На это никто из учителей ничего не ответил, и в комнате стало тихо. А Нина Викентьевна погрустнела и задумалась, очевидно желая показать, что любить «безумно» может только она и что любить так — тяжело. Вполне могло быть, что ей и впрямь было тяжело: Петров был у нее вторым мужем, и все знали, что Нина Викентьевна его «вылепила», «сделала». Об этом не раз признавалась она коллегам, приговаривая, что не понимает, как и отчего в иных семьях случаются скандалы и выяснения отношений.

— Не понимаю, — говорила она, — и не скрываю своего непонимания.

Некоторые, слушая Нину Викентьевну, завидовали ее решительности и настойчивости и сомневались — так ли они обращаются со своими мужьями; другие слушали и ничего не думали, а были и такие, которые отмахивались...

— Вы пустили на самотек свою жизнь, уважаемая коллега, — отчитывала, бывало, Нина Викентьевна какую-нибудь молоденькую учительницу, — забыли элементарное правило: без труда ничего не произойдет. Детям мы вбиваем именно это, а сами игнорируем. Труд, уважаемая, только труд делает человека человеком. Постоянный, каждодневный! — говорила Нина Викентьевна так, будто высекала эти слова на граните. — Жить надо с полной отдачей!

Что можно было ответить на эти справедливейшие слова? Ничего, и часто именно так и происходило. Коллеги отмалчивались, а Нина Викентьевна радовалась победе.

В учительской знали, что Нина Викентьевна, выйдя замуж за Петрова, сначала внимательно присматривалась, прикидывала, что надо сделать и откуда начать, а после принялась за дело. Из ее слов стало ясно, что Петров до женитьбы мало что умел, а понимал и того меньше. Но уже через год семейной жизни он привычно брал нож в правую, а вилку в левую руку; крахмальная салфетка лежала у него на коленях. Он смирился с тем, что Нина Викентьевна запретила встречаться с товарищами, собственно, она и не запрещала, но постоянно твердила, что женатый человек должен посвящать все свое время семье.

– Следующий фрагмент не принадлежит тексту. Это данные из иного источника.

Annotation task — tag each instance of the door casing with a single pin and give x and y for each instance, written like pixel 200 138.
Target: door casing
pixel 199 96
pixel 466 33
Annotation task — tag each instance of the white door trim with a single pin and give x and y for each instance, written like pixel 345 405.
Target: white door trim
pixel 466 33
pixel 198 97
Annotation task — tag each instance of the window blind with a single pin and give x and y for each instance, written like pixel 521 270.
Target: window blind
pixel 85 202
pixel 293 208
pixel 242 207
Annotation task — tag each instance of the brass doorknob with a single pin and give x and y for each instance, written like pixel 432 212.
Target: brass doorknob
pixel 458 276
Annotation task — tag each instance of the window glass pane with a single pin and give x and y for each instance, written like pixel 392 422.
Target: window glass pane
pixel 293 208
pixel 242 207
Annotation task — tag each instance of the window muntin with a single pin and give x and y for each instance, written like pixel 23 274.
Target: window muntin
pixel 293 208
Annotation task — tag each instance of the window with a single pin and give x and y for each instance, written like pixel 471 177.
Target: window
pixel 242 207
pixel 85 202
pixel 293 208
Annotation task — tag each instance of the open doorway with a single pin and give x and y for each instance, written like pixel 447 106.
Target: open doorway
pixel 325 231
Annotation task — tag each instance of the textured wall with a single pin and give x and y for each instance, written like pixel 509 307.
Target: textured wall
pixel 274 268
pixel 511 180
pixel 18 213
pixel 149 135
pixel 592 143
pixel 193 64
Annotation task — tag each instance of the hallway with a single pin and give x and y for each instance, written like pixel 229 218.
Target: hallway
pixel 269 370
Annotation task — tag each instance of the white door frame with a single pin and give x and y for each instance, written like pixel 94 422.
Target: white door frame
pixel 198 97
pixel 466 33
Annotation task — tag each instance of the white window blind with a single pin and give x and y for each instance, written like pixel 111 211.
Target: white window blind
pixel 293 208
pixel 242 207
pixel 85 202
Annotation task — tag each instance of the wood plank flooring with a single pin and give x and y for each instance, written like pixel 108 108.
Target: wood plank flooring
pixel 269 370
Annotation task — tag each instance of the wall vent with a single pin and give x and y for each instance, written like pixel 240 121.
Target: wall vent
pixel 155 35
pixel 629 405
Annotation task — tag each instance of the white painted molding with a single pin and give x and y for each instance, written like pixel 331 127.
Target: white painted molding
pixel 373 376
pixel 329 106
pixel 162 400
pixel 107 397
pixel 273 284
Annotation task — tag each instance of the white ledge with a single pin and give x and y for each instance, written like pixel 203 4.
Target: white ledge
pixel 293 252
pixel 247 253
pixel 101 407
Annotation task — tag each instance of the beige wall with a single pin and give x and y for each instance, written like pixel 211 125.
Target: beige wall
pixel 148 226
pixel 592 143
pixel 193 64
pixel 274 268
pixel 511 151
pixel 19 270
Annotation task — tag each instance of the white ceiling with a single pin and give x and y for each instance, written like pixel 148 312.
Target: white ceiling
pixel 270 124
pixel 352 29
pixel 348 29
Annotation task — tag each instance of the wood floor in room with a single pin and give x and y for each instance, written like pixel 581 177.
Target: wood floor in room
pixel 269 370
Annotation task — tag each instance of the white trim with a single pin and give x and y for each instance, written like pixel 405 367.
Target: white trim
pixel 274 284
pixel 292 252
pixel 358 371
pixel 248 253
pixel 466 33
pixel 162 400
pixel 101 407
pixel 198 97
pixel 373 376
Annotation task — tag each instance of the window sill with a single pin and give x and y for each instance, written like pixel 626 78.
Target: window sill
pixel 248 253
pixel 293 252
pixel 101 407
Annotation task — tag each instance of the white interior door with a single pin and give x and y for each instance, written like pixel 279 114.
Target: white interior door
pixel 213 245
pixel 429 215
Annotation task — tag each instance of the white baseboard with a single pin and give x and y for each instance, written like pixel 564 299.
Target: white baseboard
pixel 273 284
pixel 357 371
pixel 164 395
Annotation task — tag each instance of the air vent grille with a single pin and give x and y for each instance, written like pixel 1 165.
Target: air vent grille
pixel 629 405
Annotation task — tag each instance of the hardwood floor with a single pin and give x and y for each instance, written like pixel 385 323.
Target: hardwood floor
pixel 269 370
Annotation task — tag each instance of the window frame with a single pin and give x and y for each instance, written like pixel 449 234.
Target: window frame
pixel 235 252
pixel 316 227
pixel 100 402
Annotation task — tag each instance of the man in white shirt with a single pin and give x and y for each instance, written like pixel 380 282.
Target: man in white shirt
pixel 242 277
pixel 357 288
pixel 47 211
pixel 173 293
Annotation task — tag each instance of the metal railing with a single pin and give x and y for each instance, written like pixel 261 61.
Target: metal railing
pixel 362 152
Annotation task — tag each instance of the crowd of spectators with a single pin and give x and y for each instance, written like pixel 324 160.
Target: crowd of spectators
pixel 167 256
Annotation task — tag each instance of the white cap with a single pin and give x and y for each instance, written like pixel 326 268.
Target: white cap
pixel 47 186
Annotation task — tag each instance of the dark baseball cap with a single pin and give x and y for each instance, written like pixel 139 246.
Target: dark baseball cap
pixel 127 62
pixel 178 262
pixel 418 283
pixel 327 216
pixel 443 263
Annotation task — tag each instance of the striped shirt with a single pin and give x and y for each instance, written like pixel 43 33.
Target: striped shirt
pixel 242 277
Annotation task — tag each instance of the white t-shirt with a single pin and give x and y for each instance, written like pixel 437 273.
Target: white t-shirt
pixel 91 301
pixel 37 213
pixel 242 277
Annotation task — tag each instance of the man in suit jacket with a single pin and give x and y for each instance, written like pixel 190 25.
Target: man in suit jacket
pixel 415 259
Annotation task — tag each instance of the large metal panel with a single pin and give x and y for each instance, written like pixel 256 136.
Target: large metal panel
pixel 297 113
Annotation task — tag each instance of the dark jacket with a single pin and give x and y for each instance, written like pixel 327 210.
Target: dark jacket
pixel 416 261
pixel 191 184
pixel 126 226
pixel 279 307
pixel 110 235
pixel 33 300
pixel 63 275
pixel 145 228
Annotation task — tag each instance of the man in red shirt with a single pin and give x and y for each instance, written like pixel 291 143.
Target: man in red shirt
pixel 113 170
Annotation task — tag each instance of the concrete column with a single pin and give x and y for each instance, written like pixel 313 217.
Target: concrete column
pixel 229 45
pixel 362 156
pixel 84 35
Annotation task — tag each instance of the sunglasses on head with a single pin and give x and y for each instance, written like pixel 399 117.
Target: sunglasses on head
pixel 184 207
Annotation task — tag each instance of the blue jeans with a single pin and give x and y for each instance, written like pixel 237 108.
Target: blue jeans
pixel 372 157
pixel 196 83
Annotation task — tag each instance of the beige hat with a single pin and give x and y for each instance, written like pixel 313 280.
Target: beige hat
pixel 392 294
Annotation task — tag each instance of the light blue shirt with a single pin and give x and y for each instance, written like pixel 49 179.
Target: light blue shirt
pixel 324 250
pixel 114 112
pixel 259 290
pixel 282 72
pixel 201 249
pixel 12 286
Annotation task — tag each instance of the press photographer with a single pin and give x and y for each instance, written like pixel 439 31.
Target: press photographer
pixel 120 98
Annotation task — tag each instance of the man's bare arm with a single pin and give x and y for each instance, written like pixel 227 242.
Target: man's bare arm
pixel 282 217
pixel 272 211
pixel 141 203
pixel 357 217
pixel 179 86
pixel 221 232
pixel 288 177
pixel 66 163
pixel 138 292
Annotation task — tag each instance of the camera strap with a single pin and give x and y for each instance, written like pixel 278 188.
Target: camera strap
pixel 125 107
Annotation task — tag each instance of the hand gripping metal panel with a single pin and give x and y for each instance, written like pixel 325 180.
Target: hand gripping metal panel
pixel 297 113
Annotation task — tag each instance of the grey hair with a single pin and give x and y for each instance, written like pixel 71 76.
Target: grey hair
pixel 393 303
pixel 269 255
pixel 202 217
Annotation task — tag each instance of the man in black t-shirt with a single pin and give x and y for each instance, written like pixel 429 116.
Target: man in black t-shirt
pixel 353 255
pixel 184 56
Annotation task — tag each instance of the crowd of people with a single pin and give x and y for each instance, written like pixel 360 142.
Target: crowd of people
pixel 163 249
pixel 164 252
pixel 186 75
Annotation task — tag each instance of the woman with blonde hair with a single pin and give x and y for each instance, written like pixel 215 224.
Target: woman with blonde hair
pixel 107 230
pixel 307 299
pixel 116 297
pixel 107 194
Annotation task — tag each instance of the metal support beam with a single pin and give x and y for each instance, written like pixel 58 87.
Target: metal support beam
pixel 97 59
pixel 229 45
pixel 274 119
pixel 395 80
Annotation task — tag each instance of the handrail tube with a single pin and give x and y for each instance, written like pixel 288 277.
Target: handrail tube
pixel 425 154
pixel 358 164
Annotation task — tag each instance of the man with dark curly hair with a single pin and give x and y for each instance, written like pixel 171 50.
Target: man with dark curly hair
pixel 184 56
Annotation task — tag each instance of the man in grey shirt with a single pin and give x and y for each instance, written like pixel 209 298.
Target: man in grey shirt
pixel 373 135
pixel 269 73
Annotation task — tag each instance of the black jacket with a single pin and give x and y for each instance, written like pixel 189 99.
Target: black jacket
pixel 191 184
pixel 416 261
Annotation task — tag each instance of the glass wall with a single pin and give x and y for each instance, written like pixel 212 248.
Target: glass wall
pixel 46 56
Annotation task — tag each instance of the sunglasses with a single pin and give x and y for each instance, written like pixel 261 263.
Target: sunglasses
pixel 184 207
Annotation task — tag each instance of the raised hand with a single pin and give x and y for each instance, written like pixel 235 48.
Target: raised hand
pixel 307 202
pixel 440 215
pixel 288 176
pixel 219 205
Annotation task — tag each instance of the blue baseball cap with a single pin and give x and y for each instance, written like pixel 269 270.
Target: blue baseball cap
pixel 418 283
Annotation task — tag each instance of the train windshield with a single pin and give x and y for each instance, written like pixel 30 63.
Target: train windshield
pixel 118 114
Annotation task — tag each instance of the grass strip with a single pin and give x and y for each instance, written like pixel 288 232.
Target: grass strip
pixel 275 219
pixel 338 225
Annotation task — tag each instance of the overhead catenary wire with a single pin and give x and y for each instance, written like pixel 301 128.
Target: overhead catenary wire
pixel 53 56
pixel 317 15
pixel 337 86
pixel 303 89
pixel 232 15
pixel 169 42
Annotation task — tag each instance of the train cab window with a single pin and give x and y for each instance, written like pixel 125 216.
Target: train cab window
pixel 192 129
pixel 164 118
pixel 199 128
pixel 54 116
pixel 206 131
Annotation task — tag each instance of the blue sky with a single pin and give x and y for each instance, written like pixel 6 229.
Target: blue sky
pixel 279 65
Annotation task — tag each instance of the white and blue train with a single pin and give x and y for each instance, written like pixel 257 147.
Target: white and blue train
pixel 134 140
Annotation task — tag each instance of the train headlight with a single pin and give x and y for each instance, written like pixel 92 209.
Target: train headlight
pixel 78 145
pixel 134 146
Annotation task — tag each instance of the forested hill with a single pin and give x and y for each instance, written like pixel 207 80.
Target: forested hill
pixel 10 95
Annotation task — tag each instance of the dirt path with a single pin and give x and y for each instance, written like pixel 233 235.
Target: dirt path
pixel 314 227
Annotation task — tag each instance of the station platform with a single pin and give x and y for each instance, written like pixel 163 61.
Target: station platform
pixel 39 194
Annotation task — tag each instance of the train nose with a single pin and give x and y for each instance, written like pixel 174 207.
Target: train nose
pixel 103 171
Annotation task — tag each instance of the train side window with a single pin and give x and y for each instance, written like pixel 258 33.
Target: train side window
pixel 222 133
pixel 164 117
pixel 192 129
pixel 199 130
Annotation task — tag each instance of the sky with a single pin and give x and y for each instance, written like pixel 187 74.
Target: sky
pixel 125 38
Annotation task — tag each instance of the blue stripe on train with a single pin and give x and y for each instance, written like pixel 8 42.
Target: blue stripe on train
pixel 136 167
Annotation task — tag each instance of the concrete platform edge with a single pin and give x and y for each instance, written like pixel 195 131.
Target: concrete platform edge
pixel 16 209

— Разве-это не так? — спрашивала она мужа. — Разве...

— Так, — спешил согласиться Петров, вздыхая. — Другие люди, правда, встречаются...

— Каждый живет своим умом! — говорила Нина Викентьевна, перебивая мужа. — Это истина!

Петров снова кивал, а Нина Викентьевна продолжала развивать мысль о том, что никакие встречи ни к чему хорошему не приводят. Часто от подобных поучений у Петрова начинала болеть голова, он ждал подходящей паузы в речи жены, чтобы заговорить о другом или уйти из комнаты и заняться своим делом. Впрочем, это надо было сделать с большой осторожностью, потому что Нина Викентьевна могла обидеться на невнимание и начать разговор об уважении в семье.

Дни рождения и праздники отмечались у Петровых только дома и, как правило, только вдвоем. Сначала намечалось много гостей, но, когда Нина Викентьевна начинала перебирать кандидатуры, гости мало-помалу исчезали: тот не умел пить и мог перебрать, другой плоско острил и рассказывал непристойные анекдоты, у иного была жена с длинным языком — много себе позволяла и однажды едва не оскорбила Нину Викентьевну. Петров о своих товарищах давно не заикался, потому что жена их не терпела, — да и они не очень-то рвались. Словом, достойных не находилось.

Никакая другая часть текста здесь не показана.